The first love of my life was baseball. In 1967 when we moved to Coronado, I was 9, going on 10. The following year, I began my too-short journey in this great game as a scrawny Little Leaguer.

To improve my defensive non-prowess, I’d spend countless hours in our back yard firing tennis ball after tennis ball off the outer wall of our garage, trying not to let the rebounds get past me. Chucking all those tennis balls may not have been the best thing for one’s throwing arm, but what a fine way to quicken reaction times by snagging comebacks and short-hops at close range with my at-the-ready Rawlings XPG-3 “Brooks Robinson” mitt, a prized possession.

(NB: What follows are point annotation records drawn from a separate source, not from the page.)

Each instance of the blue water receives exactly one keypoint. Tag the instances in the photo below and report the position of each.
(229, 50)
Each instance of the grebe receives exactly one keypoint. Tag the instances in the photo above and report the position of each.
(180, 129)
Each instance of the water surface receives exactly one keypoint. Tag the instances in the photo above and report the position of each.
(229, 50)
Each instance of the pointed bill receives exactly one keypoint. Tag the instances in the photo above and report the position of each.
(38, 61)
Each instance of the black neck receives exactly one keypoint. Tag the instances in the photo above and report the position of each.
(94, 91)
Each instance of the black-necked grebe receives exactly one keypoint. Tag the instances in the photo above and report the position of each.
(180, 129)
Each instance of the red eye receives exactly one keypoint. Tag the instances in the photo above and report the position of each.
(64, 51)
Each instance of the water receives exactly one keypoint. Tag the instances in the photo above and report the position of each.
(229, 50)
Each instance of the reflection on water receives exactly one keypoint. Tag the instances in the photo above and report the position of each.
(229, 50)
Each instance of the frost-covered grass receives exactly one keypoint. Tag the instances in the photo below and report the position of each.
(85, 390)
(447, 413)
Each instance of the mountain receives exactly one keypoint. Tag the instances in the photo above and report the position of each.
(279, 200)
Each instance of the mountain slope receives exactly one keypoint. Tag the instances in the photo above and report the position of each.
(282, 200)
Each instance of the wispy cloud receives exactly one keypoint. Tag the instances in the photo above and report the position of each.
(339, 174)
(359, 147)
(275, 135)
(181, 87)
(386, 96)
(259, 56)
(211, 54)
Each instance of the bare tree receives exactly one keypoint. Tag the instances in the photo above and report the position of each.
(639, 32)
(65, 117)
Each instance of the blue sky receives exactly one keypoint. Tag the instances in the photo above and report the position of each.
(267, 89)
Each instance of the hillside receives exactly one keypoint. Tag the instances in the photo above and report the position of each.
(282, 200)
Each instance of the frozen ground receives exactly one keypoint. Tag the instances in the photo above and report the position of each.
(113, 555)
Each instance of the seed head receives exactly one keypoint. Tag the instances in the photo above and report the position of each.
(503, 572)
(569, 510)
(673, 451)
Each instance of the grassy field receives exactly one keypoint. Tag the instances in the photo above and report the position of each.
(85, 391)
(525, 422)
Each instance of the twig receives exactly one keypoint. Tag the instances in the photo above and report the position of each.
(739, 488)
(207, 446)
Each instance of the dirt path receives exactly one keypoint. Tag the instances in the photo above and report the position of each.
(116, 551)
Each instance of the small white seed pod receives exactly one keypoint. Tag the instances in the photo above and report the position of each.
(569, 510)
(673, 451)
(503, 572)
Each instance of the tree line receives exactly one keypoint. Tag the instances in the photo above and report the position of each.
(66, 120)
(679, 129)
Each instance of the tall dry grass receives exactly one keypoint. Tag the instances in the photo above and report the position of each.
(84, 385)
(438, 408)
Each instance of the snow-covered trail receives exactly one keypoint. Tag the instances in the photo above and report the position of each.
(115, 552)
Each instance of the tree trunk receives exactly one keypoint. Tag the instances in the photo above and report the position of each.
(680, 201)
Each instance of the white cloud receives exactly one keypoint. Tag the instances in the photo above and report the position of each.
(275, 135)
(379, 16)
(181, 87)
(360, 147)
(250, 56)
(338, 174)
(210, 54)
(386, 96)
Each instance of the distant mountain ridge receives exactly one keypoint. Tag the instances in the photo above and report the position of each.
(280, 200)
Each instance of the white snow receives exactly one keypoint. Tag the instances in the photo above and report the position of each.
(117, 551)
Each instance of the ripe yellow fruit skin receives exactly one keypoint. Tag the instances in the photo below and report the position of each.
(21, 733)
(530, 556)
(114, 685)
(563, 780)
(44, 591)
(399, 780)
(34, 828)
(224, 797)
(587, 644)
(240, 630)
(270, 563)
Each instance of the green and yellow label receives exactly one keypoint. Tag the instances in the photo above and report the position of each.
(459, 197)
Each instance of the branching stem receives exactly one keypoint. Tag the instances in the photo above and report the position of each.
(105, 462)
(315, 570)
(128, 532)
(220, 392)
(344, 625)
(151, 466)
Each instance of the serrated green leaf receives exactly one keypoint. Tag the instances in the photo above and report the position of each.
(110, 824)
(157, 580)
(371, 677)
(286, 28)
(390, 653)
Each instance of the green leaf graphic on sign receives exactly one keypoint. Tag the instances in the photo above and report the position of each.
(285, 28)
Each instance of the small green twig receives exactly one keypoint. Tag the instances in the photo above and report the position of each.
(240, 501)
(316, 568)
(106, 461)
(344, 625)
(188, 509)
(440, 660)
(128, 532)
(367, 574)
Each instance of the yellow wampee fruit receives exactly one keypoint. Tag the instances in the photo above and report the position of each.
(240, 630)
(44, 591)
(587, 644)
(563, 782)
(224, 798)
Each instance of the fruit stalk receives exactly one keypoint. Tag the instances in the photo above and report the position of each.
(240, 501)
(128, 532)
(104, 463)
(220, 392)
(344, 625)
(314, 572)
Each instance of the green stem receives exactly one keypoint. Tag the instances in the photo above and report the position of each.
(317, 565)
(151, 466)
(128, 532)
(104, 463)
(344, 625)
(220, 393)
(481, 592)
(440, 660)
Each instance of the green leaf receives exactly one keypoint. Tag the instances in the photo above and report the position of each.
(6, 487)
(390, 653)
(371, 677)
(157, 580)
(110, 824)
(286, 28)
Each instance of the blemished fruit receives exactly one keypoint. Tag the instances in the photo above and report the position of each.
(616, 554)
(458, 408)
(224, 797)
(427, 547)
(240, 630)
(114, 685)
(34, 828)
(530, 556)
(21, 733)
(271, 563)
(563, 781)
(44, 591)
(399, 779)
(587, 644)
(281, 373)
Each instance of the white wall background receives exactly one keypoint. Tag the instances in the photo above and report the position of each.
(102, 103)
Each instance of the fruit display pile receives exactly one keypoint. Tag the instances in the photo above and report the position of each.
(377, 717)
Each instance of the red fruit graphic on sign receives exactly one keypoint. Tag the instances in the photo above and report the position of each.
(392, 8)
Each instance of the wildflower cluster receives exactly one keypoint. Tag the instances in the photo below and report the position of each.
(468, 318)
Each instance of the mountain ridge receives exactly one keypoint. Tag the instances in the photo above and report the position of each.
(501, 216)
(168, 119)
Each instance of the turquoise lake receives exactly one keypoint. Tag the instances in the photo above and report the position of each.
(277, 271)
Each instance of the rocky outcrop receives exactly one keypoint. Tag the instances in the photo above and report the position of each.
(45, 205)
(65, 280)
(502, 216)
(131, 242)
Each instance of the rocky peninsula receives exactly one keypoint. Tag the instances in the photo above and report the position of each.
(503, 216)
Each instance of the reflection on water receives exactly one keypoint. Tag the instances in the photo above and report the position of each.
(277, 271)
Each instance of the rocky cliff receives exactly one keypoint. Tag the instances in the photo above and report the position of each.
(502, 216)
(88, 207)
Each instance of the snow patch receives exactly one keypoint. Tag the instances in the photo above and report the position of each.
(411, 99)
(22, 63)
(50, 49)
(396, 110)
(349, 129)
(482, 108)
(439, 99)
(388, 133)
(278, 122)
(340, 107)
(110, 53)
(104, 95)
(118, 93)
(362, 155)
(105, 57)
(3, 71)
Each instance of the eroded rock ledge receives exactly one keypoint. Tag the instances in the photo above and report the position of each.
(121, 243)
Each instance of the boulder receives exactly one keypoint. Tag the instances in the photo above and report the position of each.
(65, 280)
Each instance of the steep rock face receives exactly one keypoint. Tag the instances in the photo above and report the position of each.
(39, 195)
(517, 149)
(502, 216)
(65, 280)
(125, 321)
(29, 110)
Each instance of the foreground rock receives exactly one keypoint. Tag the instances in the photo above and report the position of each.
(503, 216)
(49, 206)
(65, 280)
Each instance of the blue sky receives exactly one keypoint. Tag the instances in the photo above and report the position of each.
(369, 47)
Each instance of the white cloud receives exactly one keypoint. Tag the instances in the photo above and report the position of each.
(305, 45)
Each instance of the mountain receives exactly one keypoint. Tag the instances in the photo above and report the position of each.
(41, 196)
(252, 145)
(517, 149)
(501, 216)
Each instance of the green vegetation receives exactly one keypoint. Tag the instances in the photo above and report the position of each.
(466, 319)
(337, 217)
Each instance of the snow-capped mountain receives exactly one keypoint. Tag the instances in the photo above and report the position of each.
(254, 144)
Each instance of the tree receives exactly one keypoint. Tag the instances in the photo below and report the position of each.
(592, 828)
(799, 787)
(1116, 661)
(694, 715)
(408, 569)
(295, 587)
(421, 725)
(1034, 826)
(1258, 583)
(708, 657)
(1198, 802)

To better hone my hapless hitting skills, however, I’d harvest marble-size, baby green oranges from our back-yard Valencia tree, toss the tiny green hardballs up onto the angled roof of our house, watch them roll back down, clear the eave, and roll off the edge of the roof, whereupon I’d whack ‘em with my trusty Louisville Slugger, sending smash after smash of the improvised batting-practice pitches into back yards throughout the neighborhood up and down the block, the direction of each moon shot determined by whether I was swinging right-handed or left-handed. It’s no wonder our alleyway was littered with so many little green oranges, prematurely plucked (“I cannot tell a lie.”), only to be batted into oblivion, a sacrifice dearly paid by our poor, unassuming orange tree, all in the name of improving yours truly’s hand-eye coordination, not to mention my nearly nonexistent hitting chops, which did get much, much better with time, thankfully. As an aside, though I thought I was a hot-shot hitter in high school, in college, not so much. To quote good ol’ Forrest Gump, “That’s all I have to say about that.”

At lease none of those aforementioned back-yard, gravity-fed, falling fungoes were breaking balls!  

Unfortunately, perhaps as a consequence of my once-obsessive practice-practice-practice (…where’s Carnegie Hall?), that venerable old Valencia tree of yore never seemed to produce quite the same.